太师府与沈诏安断亲
沈诏安也吓傻了,他挣扎着从地上爬起来,哭喊道:“不要!我不要!你们不能这么对我!我是靖安侯府的世子!我爹是沈逸!”
“堵上他的嘴!”姜太师厉声喝道,不愿再听见这个名字,不愿再看见这张脸。
立刻有两名身强力壮的家丁上前,一人用破布死死塞住沈诏安的嘴,另一人将他像拖死狗一样拖了出去。
很快,院子里便响起了沉闷而压抑的击打声。
姜如意没有去看,只是闭上了眼睛,两行清泪,无声地滑落。
沈诏安起初还在拼命挣扎,发出“呜呜”的闷哼。
但很快,挣扎的力气越来越小,声音也渐渐微弱下去,直到最后,彻底没了声息。
五十棍,一棍不多,一棍不少。
行刑的家丁回来复命,声音都在发颤:“老爷,打完了……人,人还有一口气……”
“扔出去。”姜太师闭上眼,疲惫地挥了挥手,仿佛这个动作就耗尽了他所有的生命力。
“扔回靖安侯府的大门前。”
“从此以后,我太师府,与此子再无半分瓜葛。姜如意,也再没有这个儿子。”
“他若能活,是他命大。他若死了,也是他罪有应得。”
“去吧。
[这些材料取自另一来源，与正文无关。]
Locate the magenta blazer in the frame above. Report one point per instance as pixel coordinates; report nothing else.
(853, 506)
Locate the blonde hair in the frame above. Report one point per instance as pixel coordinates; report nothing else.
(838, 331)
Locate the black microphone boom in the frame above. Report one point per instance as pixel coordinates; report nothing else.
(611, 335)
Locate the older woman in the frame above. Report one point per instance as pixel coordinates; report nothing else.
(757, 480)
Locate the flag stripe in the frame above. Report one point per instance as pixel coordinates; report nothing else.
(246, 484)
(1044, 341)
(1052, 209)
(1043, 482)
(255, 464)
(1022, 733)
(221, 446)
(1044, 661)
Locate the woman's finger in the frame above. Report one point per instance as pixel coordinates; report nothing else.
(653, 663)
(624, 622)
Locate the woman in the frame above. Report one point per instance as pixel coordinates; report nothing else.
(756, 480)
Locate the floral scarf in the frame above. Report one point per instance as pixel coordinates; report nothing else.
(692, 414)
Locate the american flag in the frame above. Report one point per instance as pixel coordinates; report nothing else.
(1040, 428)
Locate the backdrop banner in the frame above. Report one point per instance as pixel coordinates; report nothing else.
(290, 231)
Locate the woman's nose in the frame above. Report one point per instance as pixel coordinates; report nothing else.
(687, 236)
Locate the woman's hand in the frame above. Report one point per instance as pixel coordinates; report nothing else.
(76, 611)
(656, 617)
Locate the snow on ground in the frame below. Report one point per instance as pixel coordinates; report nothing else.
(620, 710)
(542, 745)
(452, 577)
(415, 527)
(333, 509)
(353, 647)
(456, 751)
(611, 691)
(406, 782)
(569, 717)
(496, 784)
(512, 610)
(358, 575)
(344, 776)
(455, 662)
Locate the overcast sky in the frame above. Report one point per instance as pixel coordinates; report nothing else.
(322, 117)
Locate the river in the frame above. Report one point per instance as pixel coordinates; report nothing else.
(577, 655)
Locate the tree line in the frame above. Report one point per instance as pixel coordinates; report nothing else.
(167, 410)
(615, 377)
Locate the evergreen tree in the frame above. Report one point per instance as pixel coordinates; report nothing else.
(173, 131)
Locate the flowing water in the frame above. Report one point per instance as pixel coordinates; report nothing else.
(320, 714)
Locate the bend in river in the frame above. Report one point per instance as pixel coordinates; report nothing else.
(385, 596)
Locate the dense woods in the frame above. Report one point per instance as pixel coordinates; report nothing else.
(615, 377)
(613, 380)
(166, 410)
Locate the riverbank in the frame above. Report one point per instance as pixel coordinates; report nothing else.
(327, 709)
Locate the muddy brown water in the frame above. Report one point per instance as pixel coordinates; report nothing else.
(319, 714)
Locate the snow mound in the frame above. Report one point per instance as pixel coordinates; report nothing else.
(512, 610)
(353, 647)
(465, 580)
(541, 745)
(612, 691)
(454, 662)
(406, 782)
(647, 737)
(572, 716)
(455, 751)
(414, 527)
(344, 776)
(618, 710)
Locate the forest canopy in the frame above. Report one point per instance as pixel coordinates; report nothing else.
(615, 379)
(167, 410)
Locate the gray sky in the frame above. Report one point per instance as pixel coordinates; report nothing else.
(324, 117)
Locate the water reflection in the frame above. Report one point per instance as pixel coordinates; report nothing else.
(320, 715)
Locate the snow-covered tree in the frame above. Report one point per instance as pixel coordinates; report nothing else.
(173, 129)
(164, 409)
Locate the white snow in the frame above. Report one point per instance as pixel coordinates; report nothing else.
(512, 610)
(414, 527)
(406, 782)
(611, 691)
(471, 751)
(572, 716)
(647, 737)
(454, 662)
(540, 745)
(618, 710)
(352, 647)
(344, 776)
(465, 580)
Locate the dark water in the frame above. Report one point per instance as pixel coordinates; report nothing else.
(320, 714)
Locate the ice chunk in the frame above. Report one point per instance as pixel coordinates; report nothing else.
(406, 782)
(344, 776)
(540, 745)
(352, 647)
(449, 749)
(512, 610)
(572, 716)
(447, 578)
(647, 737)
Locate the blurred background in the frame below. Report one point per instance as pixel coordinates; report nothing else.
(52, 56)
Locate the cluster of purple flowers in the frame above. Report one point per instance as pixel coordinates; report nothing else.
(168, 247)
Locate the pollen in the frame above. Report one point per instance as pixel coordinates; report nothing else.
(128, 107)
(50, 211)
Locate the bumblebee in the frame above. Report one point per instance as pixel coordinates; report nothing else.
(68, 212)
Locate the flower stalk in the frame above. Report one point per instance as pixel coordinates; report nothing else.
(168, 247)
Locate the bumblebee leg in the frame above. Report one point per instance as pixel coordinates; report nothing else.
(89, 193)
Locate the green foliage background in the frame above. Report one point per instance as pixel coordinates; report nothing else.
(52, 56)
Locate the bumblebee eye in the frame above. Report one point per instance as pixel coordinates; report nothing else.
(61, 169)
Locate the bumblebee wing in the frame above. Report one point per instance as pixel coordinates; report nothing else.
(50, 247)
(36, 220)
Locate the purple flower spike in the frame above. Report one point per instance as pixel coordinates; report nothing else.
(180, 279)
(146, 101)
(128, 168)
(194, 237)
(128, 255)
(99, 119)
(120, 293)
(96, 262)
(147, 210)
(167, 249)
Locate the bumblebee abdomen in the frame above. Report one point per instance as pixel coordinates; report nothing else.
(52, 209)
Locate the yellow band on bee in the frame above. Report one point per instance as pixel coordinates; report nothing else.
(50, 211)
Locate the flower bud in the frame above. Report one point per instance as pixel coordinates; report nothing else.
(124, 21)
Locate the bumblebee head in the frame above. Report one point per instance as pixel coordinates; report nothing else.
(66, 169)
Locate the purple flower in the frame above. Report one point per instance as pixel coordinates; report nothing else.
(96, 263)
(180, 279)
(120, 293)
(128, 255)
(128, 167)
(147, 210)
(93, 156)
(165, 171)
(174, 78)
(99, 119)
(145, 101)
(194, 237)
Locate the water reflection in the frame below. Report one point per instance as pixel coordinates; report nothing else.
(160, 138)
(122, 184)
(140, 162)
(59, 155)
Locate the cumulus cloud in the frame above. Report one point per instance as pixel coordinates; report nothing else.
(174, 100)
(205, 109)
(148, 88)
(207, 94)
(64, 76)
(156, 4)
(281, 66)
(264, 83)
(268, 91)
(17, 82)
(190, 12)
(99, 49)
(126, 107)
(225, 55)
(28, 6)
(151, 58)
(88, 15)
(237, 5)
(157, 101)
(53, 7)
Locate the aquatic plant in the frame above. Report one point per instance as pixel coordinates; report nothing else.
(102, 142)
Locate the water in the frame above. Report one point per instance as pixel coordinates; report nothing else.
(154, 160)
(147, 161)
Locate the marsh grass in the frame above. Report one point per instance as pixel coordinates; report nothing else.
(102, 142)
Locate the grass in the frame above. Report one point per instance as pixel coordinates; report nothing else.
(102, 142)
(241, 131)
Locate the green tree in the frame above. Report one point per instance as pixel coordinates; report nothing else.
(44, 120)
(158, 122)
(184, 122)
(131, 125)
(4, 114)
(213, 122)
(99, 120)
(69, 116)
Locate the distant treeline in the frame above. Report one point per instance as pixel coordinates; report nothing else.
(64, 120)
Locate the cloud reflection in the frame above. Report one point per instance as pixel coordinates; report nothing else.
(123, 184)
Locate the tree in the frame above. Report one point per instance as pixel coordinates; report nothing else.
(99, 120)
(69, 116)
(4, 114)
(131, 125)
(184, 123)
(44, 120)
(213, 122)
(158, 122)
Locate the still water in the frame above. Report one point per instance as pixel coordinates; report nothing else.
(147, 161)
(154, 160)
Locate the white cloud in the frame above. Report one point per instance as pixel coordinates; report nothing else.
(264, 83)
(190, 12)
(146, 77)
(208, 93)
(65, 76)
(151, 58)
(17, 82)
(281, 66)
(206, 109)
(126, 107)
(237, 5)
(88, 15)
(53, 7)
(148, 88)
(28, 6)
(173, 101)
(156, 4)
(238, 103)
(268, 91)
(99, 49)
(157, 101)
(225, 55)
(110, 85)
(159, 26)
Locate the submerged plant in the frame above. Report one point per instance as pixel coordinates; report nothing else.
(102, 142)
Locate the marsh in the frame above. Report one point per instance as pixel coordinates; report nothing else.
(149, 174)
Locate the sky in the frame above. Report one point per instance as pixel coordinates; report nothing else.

”
家丁们不敢多言,立刻抬着那具血肉模糊、奄奄一息的小小身躯,快步离去。
夜更深了。
靖安侯府的大门紧闭着,门口的两盏灯笼,在风中摇曳,投下昏黄而诡异的光。
两个太师府的家丁,像是丢一件垃圾一样,将半死不活的沈诏安扔在了那冰冷的石阶上,然后头也不回地迅速离开。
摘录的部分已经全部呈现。